Non avvenne così nelle successive classi delle medie inferiori e di quelle superiori. I professori mi stancavano con le loro litanie, fatta eccezione, forse, del professore di Storia dell’Arte. Le nozioni che mi propinavano facevo prima ad apprendermele leggendo da solo che non ascoltando quelle campane stonate dei pur impegnati docenti. La mia attenzione non superava i tre quarti d’ora, poi vagavo con la mente per conto mio e spesso venivo redarguito per questo mio vagare. Se tutto questo significa che a scuola non mi sono integrato, diciamo pure che è così, ma di questa mancata integrazione non me ne importava e non me ne importa tuttora un bel niente, perché durante le ore di studio apprendevo le nozioni per conto mio. Nel corso della mia giovinezza ho vissuto per alcuni anni sia nel Nord sia nel Sud d’Italia, venendo a contatto con altri modi di credere e di pensare. Ecco tutto questo m’interessava, ero curioso di sapere, ero capace di provocare i compagni. A Nord importunavo i compagni pacifici a Sud contrastavo i compagni polemici e ho appreso da loro a non prendermela, da sardo isolano pronto alle mani e permaloso. Posso dire che ho perso la mia permalosità con una vis polemica pari alla loro. Mi sono davvero integrato, in fondo i primi e i secondi erano simpatici e tutto sommato mi sopportavano agevolmente. La mia identità si è arricchita con lo stupore e ridevo quando i piemontesi dicevano che noi sardi scambiavamo il sapone per formaggio e i campani e siciliani sostenevano che i nordici erano piuttosto annebbiati. Mentre loro godevano di sole e mare luminosi e quindi d’una intelligenza luminosa, mentre noi sardi marciavamo a quattro zampe come le nostre pecore.
Tutte queste cose mi facevano sorridere, ma li capivo e mi dicevo che forse anch’io se fossi nato in Continente avrei avuto tanti pregiudizi sugl’isolani. Non sopportai tuttavia facilmente che ci chiamassero sardignoli e prontamente ai campani rispondevo che loro erano campagnoli. Asserendo che sardi proveniva da Sardinia come campani proveniva da Campania e non viceversa. La mia identità si arricchiva con queste relazioni ed io restavo sardo, i campani campani, ma ritenevo che la storia ci aveva unito sia sotto il dominio dei romani quanto sotto quello degli spagnoli e che il loro modo di dire che con la lingua, cioè chiedendo, si giungeva anche in Sardegna, lo trovavo esagerato. Non erano di certo trecento chilometri di distanza marina che ci rendevano così estranei!  Forse per questo motivo non sono mai stato un “sardista” esasperato anche valorizzando la lingua sarda, che per me è stata la lingua dei miei genitori, dei miei parenti, dei miei compagni e del mio paese.
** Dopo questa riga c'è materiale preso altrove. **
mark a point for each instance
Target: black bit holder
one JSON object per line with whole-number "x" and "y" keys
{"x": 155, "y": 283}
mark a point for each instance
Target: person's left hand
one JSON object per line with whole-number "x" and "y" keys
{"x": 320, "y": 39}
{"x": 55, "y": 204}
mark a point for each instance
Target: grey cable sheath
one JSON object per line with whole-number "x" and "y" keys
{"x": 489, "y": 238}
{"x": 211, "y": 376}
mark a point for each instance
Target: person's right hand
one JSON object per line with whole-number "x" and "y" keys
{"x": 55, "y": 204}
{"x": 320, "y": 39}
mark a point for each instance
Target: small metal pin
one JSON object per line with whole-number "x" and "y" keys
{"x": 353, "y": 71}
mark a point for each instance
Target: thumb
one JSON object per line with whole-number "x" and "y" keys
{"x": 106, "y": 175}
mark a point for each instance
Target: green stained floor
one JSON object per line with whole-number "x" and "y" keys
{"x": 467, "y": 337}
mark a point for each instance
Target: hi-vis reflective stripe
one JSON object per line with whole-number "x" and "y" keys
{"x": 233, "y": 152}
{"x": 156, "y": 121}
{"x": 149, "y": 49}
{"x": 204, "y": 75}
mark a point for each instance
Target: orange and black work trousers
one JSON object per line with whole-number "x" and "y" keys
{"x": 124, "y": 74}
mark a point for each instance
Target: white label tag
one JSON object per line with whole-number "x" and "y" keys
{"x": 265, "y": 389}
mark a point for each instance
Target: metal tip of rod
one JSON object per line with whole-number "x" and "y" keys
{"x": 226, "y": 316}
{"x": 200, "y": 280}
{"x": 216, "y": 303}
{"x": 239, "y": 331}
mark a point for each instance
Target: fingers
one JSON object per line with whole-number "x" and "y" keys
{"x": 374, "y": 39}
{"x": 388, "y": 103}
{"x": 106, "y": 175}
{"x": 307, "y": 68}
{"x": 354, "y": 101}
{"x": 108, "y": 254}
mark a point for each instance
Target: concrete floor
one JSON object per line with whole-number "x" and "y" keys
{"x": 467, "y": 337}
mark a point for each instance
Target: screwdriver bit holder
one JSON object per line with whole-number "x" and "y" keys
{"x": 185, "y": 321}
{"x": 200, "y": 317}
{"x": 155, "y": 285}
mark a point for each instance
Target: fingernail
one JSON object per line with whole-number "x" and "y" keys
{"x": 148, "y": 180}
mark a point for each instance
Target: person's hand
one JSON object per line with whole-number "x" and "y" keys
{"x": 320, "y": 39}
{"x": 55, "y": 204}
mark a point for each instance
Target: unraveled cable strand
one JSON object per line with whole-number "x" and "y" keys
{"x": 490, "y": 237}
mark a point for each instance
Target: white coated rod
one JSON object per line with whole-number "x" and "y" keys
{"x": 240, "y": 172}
Ho sempre apprezzato però il lombardo e il piemontese, il veneto e il friulano come anche il napoletano e il siciliano che sono tutti figli della stessa madre lingua latina e successivamente della madre lingua italiana senza parlare del clima, della cultura letteraria e artistica, ma soprattutto della formazione che a tutti ha dato Santa Madre Chiesa che facendoci togliere l’anello dal naso ha favorito anche il nostro progresso umano, facendoci capire che tutti siamo figli dello stesso Padre che abita nei Cieli. La forza unitiva della fede cristiana che ha unito i popoli e i generi è stata ed è ancora potentissima: ecco perché amo scrivere cristiani atei, cristiani non praticanti e cristiani praticanti: abbiamo acquisito tutti gli stessi valori nonostante lo sfacelo di certi radicalismi individualistici che percorre l’Europa. La fede, che da piccolo non ho molto approfondito né tanto meno praticato, una volta conosciuta, ha ampliato la mia identità. Quando vedo i miei amici atei coi quali ho avuto tanto contatto non vedo estranei, ma amici fraterni da me non dissimili sui valori anche se mi rendo conto che amano scherzosamente darmi del bigotto e del credulone.
Questi giudizi li rimando al giorno in cui tutti vedremo chiaro e nessuno potrà negare l’evidenza della verità.
Ho avuto modo di visitare svariati paesi d’Europa e debbo dire che sono stato trattato benissimo tanto alla grande Sorbona I di Parigi, quanto alla minore università di Mons. Le presidi che in entrambe le università ci hanno offerto il caffè (a Parigi) il pranzo e il dessert a Mons si sono comportate squisitamente al punto che qualcuno si è meravigliato. Io, però, sia alla Sorbona I sia a Mons mi son presentato come si usa con i gadget preziosi della nostra università di Sassari ottenendo apprezzamenti per la guida dello studente, stampate ed elegante, con il medaglione della nostra università e con dei graziosi fazzoletti on il disegno del nostro stemma.
Per farla breve non mi sono e non si son sentiti estranei gli studenti e le studentesse, sapendo che le università erano il luogo, e lo sono ancora, del sapere universale e poco importa che che siano ubicate in Belgio o in Francia, in Spagna o in Olanda. Uniti pur nelle differenze: chiamatela pure integrazione.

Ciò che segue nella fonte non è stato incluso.